Je sens la brûlure de deux noisettes fixées sur moi, mais j'essaie de les ignorer. Pourquoi elle ne dévore pas plutôt Adeline des yeux, c'est le principe non ? Mais en tournant la tête, je trouve cette dernière bien occupée à brancher un gars dans le coin opposé de la pièce. J'ai du mal à comprendre ce qui se trame entre ces deux-là, mais je n'ai pas envie de m'en mêler ce soir. Ni jamais.

Je secoue la tête et fais abstraction de ce qui m'entoure pour me concentrer sur Alice lorsqu'elle allume sa clope. Il y a quelque chose, dans sa manière d'opérer, qui me fascine. Je n'ai jamais trop apprécié les fumeurs, car j'ai du mal à supporter l'odeur. Mais son rituel accapare brusquement toute mon attention et je découvre une nouvelle façon de voir cet acte.

Elle glisse négligemment sa cigarette au coin de sa bouche, de laquelle elle tire juste assez d'air pour en faire rougir l'extrémité. Puis elle l'attrape entre les premières phalanges de son index et de son majeur et écarte légèrement ses lèvres dans un bruit de succion pour prendre une brève inspiration, avant de souffler une bouffée de fumée grise.

Ce tout petit bruit insignifiant reste imprimé sur mes tympans, et me donne la sensation d'être défoncée. C'est fou comme un geste si anodin et automatique, qu'elle doit sûrement répéter plusieurs fois dans la journée sans même y penser, peut s'avérer soudainement si sensuel.

Je l'observe avec intérêt. Elle me sourit. Simplement.

On ne dit rien, mais je sens sa jambe frotter contre mon mollet alors qu'elle redresse son genou et fait disparaître son pied sous ses fesses. Sa cuisse vient reposer sur la mienne le plus naturellement du monde. Invitée par son geste, je glisse ma main sur son jean comme sur un accoudoir.

Après plusieurs minutes passées à échanger sur les mots les plus improbables de la langue française, allant de l'amphigouri au zélotisme, son portable se met à vibrer dans sa poche. Je détourne la tête et en profite pour me resservir un verre. Je croise à nouveau le regard de Chloé qui est désormais assise sur une chaise en rotin près d'une grande télé. Elle discute avec Pauline tout en m'observant, ses yeux passant du gobelet que je tiens entre mes doigts à mon visage.

C'est quoi son problème ?

Je m'affaisse contre le coussin en décidant d'ignorer les questions qui naissent dans mon esprit. J'installe mon coude sur le dossier du canapé et repose ma tête sur ma main en examinant les traits d'Alice. Ses cheveux courts, coupés à la garçonne, révèlent la féminité qui se dégage de son visage. Ses pommettes saillantes viennent souligner des yeux d'un marron sombre, presque noir. Je me perds dans sa contemplation avant de remarquer son verre de vin encore plein.

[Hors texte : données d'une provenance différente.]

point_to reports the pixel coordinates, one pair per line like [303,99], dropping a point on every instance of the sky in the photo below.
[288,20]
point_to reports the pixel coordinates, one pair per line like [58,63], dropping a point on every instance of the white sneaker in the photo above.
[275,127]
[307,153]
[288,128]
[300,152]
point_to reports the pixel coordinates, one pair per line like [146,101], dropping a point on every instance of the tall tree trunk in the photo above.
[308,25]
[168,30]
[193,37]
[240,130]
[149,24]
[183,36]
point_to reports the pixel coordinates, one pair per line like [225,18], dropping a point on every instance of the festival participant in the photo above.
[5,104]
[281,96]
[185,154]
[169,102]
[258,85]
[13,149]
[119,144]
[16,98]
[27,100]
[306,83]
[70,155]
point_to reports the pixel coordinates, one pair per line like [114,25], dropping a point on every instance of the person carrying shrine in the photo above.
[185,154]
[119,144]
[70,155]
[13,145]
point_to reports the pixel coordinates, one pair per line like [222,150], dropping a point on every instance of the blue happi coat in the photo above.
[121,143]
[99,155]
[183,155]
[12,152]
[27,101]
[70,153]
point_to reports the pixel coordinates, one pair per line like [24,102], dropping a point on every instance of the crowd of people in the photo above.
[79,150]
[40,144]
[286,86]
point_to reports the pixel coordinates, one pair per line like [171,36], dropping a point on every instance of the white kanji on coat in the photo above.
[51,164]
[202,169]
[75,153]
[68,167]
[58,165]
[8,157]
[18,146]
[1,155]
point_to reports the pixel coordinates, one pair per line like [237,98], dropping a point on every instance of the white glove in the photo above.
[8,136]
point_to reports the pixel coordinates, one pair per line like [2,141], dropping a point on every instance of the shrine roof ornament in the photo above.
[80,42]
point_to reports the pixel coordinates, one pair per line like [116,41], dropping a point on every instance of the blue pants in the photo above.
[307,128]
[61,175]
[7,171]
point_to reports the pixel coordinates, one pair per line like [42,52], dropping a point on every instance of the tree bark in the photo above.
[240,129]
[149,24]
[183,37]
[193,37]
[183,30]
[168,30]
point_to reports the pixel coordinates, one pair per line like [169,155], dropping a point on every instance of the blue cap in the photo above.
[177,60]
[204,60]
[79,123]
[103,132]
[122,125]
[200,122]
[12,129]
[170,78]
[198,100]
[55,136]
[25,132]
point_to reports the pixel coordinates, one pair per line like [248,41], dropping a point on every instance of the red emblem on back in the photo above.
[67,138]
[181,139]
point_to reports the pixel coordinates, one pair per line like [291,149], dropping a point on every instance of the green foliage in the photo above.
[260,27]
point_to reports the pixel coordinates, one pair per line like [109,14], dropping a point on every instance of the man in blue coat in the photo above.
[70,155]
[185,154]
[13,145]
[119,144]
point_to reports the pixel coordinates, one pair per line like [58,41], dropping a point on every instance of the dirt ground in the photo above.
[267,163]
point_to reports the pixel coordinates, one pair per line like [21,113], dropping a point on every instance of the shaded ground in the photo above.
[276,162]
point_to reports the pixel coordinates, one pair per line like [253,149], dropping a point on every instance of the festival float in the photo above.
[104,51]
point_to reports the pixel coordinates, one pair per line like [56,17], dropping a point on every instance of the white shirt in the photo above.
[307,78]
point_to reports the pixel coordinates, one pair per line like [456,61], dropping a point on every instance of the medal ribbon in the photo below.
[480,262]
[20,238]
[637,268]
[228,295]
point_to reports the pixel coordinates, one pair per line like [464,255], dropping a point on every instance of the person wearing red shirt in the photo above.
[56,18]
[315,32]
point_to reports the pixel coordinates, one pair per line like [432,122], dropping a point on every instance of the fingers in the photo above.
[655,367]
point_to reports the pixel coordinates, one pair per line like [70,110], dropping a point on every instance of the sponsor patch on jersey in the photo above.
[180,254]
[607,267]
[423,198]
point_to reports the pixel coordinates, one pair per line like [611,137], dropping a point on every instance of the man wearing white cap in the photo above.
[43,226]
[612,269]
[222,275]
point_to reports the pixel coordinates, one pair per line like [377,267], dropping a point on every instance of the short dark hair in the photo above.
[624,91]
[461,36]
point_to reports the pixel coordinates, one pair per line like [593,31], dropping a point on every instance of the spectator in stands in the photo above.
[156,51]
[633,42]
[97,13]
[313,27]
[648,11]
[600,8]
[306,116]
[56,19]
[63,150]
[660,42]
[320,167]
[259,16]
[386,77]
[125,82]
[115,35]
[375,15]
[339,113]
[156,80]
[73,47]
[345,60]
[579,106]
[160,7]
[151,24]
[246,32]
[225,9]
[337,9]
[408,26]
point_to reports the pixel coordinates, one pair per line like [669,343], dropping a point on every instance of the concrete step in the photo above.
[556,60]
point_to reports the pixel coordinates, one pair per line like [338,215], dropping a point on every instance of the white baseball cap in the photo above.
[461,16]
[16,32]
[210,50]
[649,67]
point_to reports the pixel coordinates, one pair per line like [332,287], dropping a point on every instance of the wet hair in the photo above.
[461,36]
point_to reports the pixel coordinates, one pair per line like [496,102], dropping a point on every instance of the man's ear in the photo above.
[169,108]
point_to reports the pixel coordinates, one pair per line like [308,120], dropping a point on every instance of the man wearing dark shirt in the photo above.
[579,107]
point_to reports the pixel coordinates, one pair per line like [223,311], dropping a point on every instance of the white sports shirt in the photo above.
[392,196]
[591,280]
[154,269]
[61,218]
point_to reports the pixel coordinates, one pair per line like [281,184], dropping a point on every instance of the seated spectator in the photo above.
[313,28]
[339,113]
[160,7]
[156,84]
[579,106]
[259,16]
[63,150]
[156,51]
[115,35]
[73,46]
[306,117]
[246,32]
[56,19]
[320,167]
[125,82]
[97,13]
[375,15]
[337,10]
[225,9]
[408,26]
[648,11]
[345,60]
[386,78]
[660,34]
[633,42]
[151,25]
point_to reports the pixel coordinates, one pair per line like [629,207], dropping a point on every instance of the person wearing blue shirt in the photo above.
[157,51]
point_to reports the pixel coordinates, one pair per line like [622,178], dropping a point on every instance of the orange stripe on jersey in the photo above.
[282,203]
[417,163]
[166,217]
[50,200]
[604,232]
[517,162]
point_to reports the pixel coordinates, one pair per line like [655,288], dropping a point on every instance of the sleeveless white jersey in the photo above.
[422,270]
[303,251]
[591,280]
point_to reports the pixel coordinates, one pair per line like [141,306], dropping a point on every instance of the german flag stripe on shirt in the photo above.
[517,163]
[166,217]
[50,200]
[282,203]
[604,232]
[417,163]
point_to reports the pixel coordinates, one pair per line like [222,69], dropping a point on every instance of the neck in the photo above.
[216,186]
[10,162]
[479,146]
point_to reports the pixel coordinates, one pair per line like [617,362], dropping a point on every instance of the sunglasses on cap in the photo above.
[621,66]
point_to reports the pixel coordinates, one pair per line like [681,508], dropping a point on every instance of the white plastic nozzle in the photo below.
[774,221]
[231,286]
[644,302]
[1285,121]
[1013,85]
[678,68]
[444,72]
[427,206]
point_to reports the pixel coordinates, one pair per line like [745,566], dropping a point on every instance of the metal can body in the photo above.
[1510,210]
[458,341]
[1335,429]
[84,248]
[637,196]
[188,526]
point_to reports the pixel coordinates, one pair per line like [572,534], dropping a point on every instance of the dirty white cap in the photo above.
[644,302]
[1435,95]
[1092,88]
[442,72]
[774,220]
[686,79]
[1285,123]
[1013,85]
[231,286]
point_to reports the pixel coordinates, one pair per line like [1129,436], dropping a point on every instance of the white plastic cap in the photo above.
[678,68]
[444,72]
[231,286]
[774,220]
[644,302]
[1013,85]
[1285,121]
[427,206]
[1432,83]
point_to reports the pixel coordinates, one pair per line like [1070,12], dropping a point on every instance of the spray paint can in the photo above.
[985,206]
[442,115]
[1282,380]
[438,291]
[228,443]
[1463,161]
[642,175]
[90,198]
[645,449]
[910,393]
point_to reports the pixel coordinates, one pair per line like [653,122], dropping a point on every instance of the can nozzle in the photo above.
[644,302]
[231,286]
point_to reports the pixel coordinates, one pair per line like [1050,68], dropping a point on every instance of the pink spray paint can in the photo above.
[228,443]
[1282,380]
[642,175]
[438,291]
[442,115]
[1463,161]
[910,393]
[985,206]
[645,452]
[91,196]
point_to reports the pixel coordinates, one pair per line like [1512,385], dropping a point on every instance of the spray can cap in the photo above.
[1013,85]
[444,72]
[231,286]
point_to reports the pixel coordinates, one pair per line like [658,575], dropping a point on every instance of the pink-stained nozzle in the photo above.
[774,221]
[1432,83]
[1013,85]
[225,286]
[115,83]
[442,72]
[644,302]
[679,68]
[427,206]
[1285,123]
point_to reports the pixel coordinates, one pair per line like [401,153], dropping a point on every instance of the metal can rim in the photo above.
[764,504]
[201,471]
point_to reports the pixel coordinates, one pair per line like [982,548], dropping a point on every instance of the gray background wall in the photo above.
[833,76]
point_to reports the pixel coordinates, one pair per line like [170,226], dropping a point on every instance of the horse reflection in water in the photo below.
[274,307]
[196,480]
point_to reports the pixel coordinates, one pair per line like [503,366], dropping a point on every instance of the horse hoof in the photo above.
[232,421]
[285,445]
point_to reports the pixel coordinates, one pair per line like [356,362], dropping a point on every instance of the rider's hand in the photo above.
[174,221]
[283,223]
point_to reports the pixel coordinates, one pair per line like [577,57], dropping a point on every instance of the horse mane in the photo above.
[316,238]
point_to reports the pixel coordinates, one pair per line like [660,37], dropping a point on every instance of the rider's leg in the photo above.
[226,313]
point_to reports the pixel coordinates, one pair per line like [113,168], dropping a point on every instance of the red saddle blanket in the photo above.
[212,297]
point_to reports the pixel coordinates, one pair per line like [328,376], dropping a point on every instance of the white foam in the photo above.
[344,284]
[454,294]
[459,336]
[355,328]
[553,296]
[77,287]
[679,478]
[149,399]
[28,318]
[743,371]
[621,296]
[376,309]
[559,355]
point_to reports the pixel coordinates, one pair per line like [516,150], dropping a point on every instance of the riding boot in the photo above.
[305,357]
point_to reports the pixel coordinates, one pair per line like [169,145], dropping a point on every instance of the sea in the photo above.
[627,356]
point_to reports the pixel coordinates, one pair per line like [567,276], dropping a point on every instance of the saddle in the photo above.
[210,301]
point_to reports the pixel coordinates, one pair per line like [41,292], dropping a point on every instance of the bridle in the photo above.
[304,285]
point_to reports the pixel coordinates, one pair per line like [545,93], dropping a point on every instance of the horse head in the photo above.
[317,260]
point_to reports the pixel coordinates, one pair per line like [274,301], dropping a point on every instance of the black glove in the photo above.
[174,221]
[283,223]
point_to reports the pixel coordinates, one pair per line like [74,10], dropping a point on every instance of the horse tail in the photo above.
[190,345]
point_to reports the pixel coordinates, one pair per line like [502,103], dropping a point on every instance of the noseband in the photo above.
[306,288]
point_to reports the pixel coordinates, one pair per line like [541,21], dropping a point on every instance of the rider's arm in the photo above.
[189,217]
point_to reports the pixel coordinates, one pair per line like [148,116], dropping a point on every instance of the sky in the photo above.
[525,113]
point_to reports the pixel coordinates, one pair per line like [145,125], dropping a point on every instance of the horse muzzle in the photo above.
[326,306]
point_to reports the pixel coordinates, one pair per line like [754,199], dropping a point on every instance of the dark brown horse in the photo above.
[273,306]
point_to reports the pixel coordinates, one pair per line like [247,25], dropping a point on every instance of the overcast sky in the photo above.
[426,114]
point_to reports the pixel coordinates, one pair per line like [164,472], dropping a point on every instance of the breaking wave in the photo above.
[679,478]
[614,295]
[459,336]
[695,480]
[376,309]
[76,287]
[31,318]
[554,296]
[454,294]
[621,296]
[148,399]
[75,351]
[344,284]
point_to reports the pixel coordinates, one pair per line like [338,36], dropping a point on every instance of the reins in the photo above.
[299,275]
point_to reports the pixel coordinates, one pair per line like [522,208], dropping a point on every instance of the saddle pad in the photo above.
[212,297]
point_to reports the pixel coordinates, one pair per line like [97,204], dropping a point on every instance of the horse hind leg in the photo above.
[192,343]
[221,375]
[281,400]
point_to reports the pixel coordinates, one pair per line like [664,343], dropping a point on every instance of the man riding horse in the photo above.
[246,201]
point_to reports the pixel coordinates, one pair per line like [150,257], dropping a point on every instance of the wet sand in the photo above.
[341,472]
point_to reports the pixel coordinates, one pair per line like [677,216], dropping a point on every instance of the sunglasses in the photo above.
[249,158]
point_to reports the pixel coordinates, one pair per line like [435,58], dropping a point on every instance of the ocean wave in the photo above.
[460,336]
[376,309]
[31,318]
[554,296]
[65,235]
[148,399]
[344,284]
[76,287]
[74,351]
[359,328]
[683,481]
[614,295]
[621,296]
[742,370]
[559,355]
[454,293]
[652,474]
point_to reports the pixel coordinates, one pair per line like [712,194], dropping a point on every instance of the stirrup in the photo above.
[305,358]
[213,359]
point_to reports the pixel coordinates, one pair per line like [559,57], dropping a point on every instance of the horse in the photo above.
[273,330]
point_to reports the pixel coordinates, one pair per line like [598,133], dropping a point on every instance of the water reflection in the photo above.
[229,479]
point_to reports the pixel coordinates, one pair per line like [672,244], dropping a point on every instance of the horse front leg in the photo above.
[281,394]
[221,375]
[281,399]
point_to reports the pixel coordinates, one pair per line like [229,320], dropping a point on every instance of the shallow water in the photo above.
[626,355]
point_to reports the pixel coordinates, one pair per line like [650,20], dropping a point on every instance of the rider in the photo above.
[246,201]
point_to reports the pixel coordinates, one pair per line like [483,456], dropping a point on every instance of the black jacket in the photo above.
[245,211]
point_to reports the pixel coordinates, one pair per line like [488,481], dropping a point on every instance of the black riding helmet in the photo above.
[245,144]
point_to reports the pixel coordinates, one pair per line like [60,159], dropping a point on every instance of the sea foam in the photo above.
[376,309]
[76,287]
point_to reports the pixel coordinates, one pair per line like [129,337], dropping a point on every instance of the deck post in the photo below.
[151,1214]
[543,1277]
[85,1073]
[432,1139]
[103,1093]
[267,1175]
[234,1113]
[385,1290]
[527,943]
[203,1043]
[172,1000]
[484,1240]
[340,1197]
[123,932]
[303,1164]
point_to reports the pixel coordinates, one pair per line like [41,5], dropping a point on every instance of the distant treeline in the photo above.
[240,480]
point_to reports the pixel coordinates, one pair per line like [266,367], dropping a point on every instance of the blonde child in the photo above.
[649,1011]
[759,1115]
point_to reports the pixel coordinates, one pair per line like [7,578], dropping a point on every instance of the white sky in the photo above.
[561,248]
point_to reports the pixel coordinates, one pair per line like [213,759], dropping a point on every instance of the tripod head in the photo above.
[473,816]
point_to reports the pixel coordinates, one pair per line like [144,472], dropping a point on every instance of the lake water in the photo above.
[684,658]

– C'est moi qui bois trop, ou toi qui ne bois pas assez ? questionné-je.

Alice expire une volute de fumée qui vient me piquer le nez malgré sa tentative de souffler à l'opposé de mon visage.

– C'est parce que tu m'as rencontrée le mauvais jour, rit-elle en triturant le pli de son pantalon, pendant que le dos de sa main caresse ma cuisse au passage. Je travaille en boîte de nuit.

– Intéressant, glissé-je, suggestive.

– Je commence dans une heure et demie, alors je ne peux pas me permettre de me pointer au boulot complètement pétée, tu comprends.

Elle tire une dernière fois sur sa clope – et je me délecte à nouveau du petit bruit sexy que cela produit – qu'elle écrase ensuite dans un cendrier en verre.

– Ça paraît logique.

– Même si ça ne m'aurait pas dérangée le moins du monde de me mettre bien avec toi.